Déterminer l’incidence et les facteurs de risque de complications mécaniques associées à la pose de cathéters veineux centraux.

Type d’étude

Rétrospective, multicentrique, observationnelle, à partir de registres élaborés pour la documentation des complications liées à l’insertion des cathéters veineux centraux (CVC).

Population étudiée

Patients de plus de 16 ans (considérés comme adultes en Suède) ayant bénéficié d’un CVC, hospitalisés entre le 1er mai 2013 et le 9 septembre 2016 dans 8 hôpitaux de la région de Skäne, en Suède, dont 1 hôpital hospitalo-universitaire, 3 hôpitaux de proximité et 4 plus petits centres hospitaliers.

Critères d’exclusion : patients de moins de 16 ans et multiples CVCs/patient

Méthode

Un seul cathéter sélectionné par patient, même si celui-ci en a eu plusieurs au cours de son séjour hospitalier :

  • Soit le dernier cathéter mis en place si absence de complications
  • Soit le cathéter veineux central avec la complication la plus grave

Les données cliniques concernant l’indication du CVC, le site d’insertion, l’utilisation d’un échographe pour la pose du CVC, le nombre de lumières du cathéter, le nombre de ponctions transcutanées et de ponctions artérielles étaient collectées.

De même, les données d’hémostase du patient (TCA, INR, plaquettes) les plus proches de la date d’insertion du CVC ont été recueillies. Les patients étaient considérés comme présentant une anomalie de la coagulation si : TCA > 1,3 x valeur témoin ou INR > 1,8 ou plaquettes < 50.109/L.

Les complications mécaniques liées à l’insertion du cathéter étaient recueillies pendant les 3 jours suivant l’insertion : hémorragie, hémothorax, pneumothorax, lésion nerveuse et arythmie. Le recueil des complications était assuré par la répétition de la recherche de complications dans les 3 jours suivant l’insertion du cathéter, et par l’ajout de la recherche de tout examen angiographique réalisé dans les 3 jours suivant l’insertion du CVC.

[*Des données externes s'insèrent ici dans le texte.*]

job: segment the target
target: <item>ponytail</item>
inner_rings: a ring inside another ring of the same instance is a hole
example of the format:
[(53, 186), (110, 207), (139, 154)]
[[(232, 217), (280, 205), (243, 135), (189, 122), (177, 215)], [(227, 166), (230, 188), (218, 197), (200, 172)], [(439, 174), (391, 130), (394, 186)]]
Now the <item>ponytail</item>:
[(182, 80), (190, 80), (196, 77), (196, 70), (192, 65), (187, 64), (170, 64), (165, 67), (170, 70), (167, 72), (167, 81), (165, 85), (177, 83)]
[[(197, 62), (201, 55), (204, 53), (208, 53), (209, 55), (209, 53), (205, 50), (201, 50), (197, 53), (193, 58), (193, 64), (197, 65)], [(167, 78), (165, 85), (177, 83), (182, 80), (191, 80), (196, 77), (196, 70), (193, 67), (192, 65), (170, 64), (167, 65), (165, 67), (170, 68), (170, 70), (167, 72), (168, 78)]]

La sévérité des complications a été classée selon « The Common Terminology Criteria for Adverse Events » (CTCAE, v4,0). Etaient considérés comme évènements graves :

  • hémorragie nécessitant une intervention et/ou une transfusion de culot globulaire correspondant à des grades 3 ou 4 de la CTCAE,
  • pneumothorax, lésion nerveuse persistante identifiée dans les 3 jours postprocédure,
  • arythmie non spontanément résolutive (grades 3 ou 4 de la CTCAE).
Résultats essentiels

Quatorze mille deux cent quarante-trois CVCs ont été identifiés. Après exclusion des patients de moins de 16 ans et des multiples CVCs pour un même patient, 10949 insertions de cathéters ont été inclues dans l’étude et analysés sur une population d’un âge moyen de 66,1 (+15,3) ans, majoritairement masculine (56,5%), et dont 8,1% des patients présentaient une hémostase considérée comme perturbée.

La majorité des CVCs étaient posés en voie jugulaire interne (57,9%), et près d’un CVC sur 2 étaient posés avec utilisation de l’échographie (49%), respectivement 75% en jugulaire interne, 37,5% en sous-clavière et 80,1% en fémorale. Plus de 2 ponctions transcutanées ont été nécessaires dans 3% des cas, et 0,7% des procédures ont été associées à une ponction artérielle.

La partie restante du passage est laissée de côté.